Gonsalves, who is the incoming Chairman of the Caribbean Community (CARICOM), made the regional inter-governmental organisation’s position very clear ahead of the submission of a report by the three Caribbean Community (CARICOM) representatives who scrutinised the recount.
“We expect the CARICOM observer mission to deliver its report and we expect that what is the recount would be honoured and the Guyana Elections Commission would honour that recount and declare the winner in accordance with this recount and anybody who wants to challenge anything afterwards can go to court but you have to declare the winner in accordance with the recount,” he said on the state-owned NBC Radio St. Vincent and the Grenadines’ Wednesday edition of “Your Morning Cup with Colvin Harry.” The Guyana government has at least thrice stressed that CARICOM is the most legitimate interlocutor, the scrutineers’ report would be “persuasive” and they would be depended on to say whether the elections reflected the will of Guyanese.

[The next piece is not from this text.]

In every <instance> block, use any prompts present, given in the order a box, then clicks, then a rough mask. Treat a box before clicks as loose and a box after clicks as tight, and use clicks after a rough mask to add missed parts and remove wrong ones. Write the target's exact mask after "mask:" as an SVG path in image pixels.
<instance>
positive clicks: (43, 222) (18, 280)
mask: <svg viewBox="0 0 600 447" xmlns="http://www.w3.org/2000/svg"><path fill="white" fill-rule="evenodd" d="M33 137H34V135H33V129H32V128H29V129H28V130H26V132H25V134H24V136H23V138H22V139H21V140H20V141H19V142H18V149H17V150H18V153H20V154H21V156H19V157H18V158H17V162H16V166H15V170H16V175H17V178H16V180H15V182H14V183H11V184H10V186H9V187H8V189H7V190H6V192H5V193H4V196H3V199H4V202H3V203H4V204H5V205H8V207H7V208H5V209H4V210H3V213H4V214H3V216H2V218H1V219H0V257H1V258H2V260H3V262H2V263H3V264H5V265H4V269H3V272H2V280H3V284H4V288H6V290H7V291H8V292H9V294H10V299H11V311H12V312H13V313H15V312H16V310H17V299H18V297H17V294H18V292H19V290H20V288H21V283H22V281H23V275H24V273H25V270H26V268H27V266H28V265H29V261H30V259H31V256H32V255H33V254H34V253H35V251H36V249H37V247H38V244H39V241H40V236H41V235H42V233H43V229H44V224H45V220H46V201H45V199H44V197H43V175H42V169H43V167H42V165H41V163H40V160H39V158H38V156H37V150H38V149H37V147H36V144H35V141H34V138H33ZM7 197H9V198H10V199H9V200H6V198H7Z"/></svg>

The Organisation of American States (OAS), which includes the 14 independent CARICOM member states, has already said the recount results should be used to announce credible results for the installation of a legitimate government.
Of the 460,352 valid votes cast, the incumbent A Partnership for National Unity+Alliance For Change (APNU+AFC) has won 217,920 and the People’s Progressive Party 233,336. The three ‘joinder’ parties- A New and United Guyana (ANUG), Liberty and Justice Party (LJP) and The New Movement (TNM) got a total of 5,214 votes.
Highlighting the importance of counting the votes honestly to reflect the democratic will of the people, the St. Vincent and the Grenadines Prime Minister said he was satisfied that CARICOM would not allow the results of the recount which was properly done to be set aside.
“St Vincent and the Grenadines stands firmly for democracy and reflecting the will of the people. That will tell you where we are. I don’t have to say anything straight and plain. Caricom is not going to tolerate anybody stealing an election,” he said.
Gonsalves said no one had expressed concerns on elections day and there had been no complaints about preparations and actual voting. “Nobody said it was a sham elections, there was anything to undermine it,” he said. In the months leading up to the now more than three-month old polls, the incumbent coalition had repeatedly expressed concerns that a bloated list of eligible voters creates an opportunity for voting in the names of deceased and overseas persons, but the PPP had argued that there had been sufficient checks and balances such as claims and objections and polling day staff.
During a visit to Guyana in March by five CARICOM leaders under the chairmanship of Barbados’ Prime Minister Mia Mottley, Gonsalves recalled her saying that every vote must count. “You had to count the votes and count them honestly,” he said.
The Vincentian Prime Minister, who seeking reelection for a fifth straight term, will next month take over Chairmanship of CARICOM from Mottley.
The three-member team of scrutineers were Ms. Cynthia Barrow-Giles, Senior Lecturer in the Department of Government at the University of the West Indies (UWI), and includes Mr. John Jarvis, Commissioner of the Antigua and Barbuda Electoral Commission and Mr. Sylvester King, Deputy Supervisor of Elections of St. Vincent and the Grenadines.